Section 3.306(a) of Title 38, Code of Federal Regulations, provides:
A preexisting injury or disease will be considered to have been aggravated by active military, naval, or air service, where there is an increase in disability during such service, unless there is a specific finding that the increase in disability is due to the natural progression of the disease.

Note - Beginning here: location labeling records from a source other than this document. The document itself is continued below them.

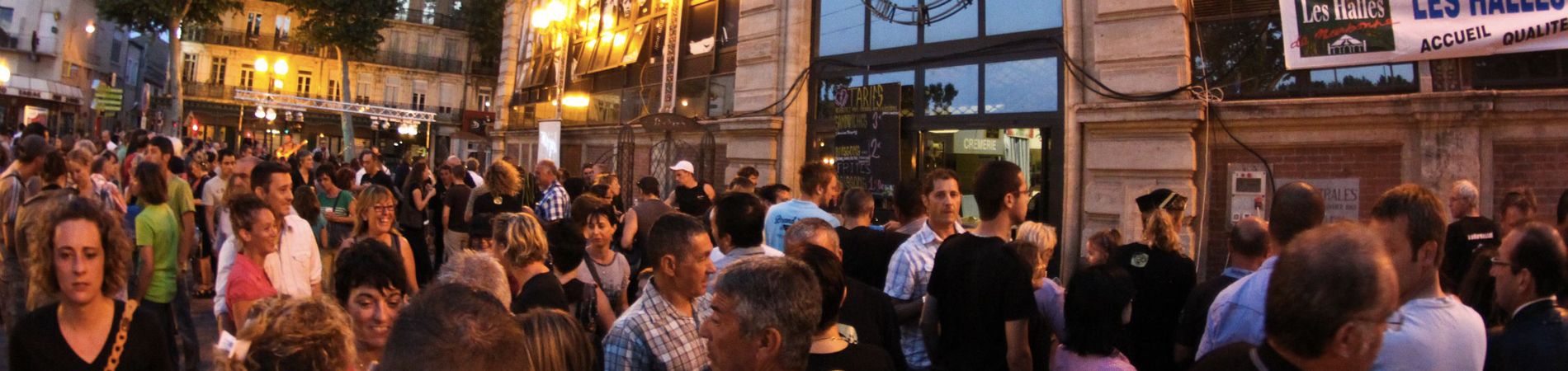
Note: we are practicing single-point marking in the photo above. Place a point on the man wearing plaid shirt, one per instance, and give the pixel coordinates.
(909, 268)
(555, 204)
(660, 329)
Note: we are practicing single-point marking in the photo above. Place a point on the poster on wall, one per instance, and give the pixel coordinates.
(866, 141)
(1330, 33)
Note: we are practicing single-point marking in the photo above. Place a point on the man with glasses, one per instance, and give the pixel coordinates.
(1438, 332)
(980, 294)
(1528, 271)
(1348, 282)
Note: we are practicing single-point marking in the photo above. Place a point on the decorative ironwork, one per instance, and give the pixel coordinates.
(923, 13)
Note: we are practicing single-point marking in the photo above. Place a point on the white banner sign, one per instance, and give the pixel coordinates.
(1329, 33)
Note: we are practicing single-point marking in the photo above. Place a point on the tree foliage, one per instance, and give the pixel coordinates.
(156, 16)
(350, 26)
(485, 24)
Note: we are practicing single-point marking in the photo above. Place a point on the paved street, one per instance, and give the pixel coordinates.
(205, 332)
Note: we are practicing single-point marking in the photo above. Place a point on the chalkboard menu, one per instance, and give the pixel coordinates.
(866, 144)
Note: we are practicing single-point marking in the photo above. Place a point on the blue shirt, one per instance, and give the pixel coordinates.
(787, 214)
(1238, 312)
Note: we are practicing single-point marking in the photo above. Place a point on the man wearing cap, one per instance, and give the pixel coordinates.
(1162, 276)
(690, 196)
(554, 205)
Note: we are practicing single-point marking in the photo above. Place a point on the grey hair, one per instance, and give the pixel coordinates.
(775, 294)
(1466, 191)
(477, 270)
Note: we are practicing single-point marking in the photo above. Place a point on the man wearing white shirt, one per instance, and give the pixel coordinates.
(1432, 329)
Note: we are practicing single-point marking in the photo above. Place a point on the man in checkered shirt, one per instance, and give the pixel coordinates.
(909, 268)
(555, 204)
(660, 331)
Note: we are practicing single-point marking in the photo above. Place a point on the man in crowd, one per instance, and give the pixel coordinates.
(909, 268)
(660, 329)
(456, 200)
(867, 247)
(182, 202)
(1346, 276)
(29, 153)
(555, 204)
(1466, 235)
(764, 313)
(1249, 247)
(817, 186)
(295, 270)
(1238, 312)
(372, 172)
(737, 229)
(980, 292)
(1528, 271)
(1435, 329)
(866, 315)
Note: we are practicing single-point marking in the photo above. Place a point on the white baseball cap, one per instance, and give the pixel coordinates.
(684, 165)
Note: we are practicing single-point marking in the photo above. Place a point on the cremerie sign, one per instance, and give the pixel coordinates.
(1330, 33)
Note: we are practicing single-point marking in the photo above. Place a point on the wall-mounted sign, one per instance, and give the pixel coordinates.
(1327, 33)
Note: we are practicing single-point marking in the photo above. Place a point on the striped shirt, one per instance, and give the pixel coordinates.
(654, 336)
(909, 273)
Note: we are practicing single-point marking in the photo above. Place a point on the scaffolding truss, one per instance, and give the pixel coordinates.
(303, 104)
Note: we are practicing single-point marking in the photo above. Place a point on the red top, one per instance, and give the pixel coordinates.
(248, 282)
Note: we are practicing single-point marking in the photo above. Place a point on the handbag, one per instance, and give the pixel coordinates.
(120, 339)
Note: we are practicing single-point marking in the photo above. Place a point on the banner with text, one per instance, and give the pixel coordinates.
(1330, 33)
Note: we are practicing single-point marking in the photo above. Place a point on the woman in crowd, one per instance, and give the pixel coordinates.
(256, 232)
(375, 209)
(552, 340)
(418, 190)
(336, 204)
(1098, 309)
(501, 193)
(303, 334)
(602, 265)
(519, 240)
(1098, 247)
(83, 262)
(1035, 245)
(583, 299)
(830, 350)
(372, 287)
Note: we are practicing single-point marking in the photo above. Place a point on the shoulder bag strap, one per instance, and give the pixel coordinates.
(120, 339)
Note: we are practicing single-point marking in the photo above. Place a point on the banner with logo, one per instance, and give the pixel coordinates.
(1330, 33)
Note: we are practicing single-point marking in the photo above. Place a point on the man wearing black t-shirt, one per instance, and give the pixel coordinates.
(980, 294)
(1466, 235)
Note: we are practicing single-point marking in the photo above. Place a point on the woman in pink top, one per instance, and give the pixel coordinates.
(256, 226)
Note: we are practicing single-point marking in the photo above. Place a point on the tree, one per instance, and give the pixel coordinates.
(158, 16)
(352, 29)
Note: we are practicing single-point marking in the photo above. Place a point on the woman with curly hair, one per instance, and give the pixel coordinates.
(375, 215)
(82, 261)
(306, 334)
(521, 243)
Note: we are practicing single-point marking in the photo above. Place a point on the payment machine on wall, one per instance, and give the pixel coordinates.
(1249, 186)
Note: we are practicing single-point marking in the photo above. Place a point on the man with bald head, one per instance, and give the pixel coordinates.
(1249, 243)
(1329, 306)
(1238, 312)
(1468, 233)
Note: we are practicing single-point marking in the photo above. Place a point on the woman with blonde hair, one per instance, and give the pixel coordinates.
(552, 340)
(522, 249)
(375, 215)
(305, 334)
(82, 261)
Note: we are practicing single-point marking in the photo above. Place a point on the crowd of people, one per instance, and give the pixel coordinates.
(317, 262)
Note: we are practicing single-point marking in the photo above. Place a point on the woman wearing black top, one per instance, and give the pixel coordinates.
(82, 263)
(690, 195)
(829, 348)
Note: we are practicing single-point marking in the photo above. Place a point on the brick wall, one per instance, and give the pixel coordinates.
(1377, 167)
(1537, 165)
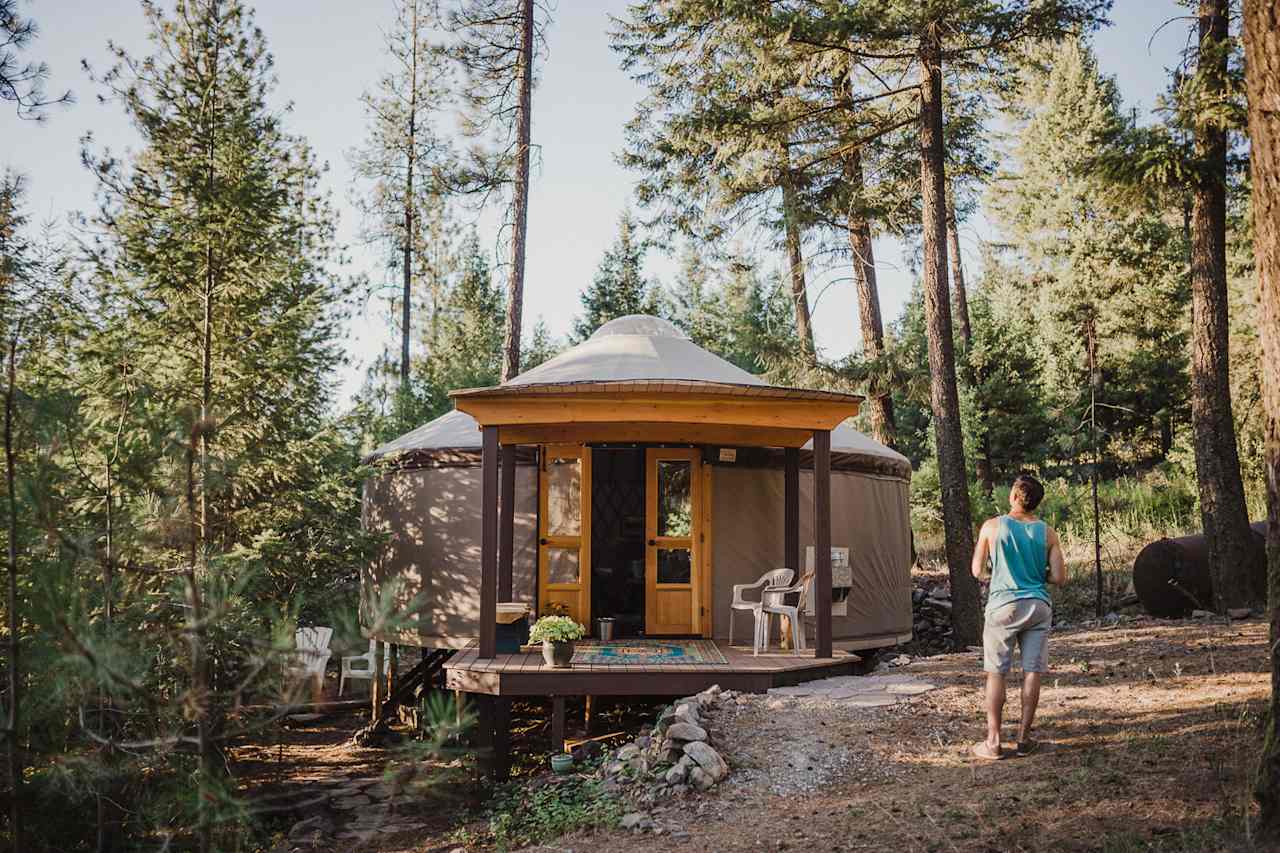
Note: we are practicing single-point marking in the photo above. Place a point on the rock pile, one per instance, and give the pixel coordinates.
(676, 753)
(931, 619)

(Emphasis added). In Falzone v. Brown, the Court held that the presumption of aggravation created by 38 C.F.R. § 3.306 applies only if there is an increase in severity during service. 8 Vet.App. 398, 402 (1995). The Board found as a matter of fact that the newly submitted records “do not show that there was an increase in the severity of [the appellant’s] psoriasis” during service. R. at 6. There is a plausible basis in the record for the Board’s finding of fact. See Gilbert, 1 Vet.App. at 53 (Court cannot overturn factual determinations of the BVA if there is a plausible basis in the record for such determinations). Therefore, the regulation is not applicable to the appellant’s claim and the Secretary’s motion to remand the claim to the BVA for de novo review in light of the change in 38 C.F.R. § 3.306 will be denied.
IV.
Upon consideration of the record, the appellant’s motion for remand accepted by the Court in lieu of a brief, and the Secretary’s response, also accepted in lieu of a brief, the Court holds that the appellant has not demonstrated that the Board committed either factual or legal error which would warrant reversal or remand. Gilbert, supra; see also Anderson v. City of Bessemer City, 470 U.S. 564, 105 S.Ct. 1504, 84 L.Ed.2d 518 (1985); Danville Plywood Corp. v. United States, 899 F.2d 3 (Fed.Cir.1990). The Court also is satisfied that the BVA decision meets the “reasons or bases” requirements of 38 U.S.C. § 7104(d)(1), and the benefit of the doubt doctrine of 38 U.S.C. § 5107(b). See Gilbert, supra. Accordingly, the appellant’s motion for remand is denied, the Secretary’s motion for remand on other grounds is denied, and the April 4, 1995, decision of the Board of Veterans’ Appeals is AFFIRMED.